I’ve touched on these in previous articles, but these are specifically important to short stories because you are working with a limited amount of words, so these unities provide the reader with what they need to know in terms of time, place and action.

Unity of Time – Short stories tend to take place over a short period of time, as opposed to novels that can cover days, months or even decades.  The time frame tells reader when the story is happening.

Unity of Place – This tells the reader where the story is taking place.  Unlike novels, where there may be a multitude of place settings, a short story usually has just one place where all the action takes place.

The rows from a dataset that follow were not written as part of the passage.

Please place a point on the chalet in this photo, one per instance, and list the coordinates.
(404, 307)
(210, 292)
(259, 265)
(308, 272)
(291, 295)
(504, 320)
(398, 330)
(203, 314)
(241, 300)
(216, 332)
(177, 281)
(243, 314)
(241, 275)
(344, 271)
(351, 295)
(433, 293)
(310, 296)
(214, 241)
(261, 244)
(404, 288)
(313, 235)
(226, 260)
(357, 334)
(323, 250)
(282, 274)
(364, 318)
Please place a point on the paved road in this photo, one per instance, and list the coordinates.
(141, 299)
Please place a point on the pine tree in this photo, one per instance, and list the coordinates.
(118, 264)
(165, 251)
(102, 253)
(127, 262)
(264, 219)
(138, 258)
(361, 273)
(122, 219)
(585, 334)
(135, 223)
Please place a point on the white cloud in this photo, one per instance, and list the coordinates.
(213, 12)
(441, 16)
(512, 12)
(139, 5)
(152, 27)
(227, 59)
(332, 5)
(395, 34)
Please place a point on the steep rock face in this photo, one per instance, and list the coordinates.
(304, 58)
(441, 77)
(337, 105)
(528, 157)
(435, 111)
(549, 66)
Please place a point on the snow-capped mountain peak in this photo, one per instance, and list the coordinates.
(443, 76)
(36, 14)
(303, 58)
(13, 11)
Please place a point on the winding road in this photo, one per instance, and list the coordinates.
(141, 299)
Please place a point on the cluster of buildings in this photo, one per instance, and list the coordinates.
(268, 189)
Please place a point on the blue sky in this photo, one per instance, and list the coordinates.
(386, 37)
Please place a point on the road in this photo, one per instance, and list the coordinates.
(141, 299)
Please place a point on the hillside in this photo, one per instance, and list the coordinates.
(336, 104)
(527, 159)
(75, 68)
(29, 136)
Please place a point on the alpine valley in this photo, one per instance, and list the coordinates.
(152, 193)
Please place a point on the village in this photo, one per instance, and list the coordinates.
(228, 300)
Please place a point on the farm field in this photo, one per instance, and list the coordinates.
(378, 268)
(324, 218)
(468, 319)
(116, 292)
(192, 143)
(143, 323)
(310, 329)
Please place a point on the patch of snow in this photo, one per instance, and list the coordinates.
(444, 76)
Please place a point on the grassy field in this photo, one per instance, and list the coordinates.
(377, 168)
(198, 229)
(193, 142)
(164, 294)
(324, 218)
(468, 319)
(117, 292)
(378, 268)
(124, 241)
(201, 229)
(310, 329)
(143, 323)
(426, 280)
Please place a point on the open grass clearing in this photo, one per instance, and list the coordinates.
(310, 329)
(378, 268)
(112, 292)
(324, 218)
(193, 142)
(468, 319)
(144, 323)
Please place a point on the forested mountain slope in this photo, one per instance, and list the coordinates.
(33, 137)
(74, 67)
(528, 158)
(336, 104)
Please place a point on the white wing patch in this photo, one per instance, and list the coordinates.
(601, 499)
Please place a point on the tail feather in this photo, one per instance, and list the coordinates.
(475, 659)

Unity of Action – This tells the reader whose story it is – so the story is told from one viewpoint throughout.  (It is of course quite acceptable to have several viewpoints in a short story, however they should be carefully considered before starting the story).

There’s no golden rule that says you have to have all three unities, however having more than one helps make the story stronger, so aim to have at least two.

Vary the pace

Peaks and troughs – that’s the best way to describe what you should be aiming for in the narrative.  Small bouts of action/tension balanced with gentler/softer moments so that the pace is balanced.

If nothing happens in the story, the pace will be static, and it’s likely you will bore your reader.  If the narrative races along at breakneck speed without a pause, this too will put the reader off.  There will be moments when you want the reader to slow down and reflect – even in short stories – so always look for balance when pacing the story.

 Aiming for the Crescendo

The middle is also the section where you build the momentum of the story as it heads towards its conclusion.  The character overcomes the barriers you place in the way, and the climax approaches.
It doesn’t have to be action all the way – which some writers wrongly assume they have to provide – but instead it can be a gradual build-up of tension or atmosphere that leads towards a crescendo.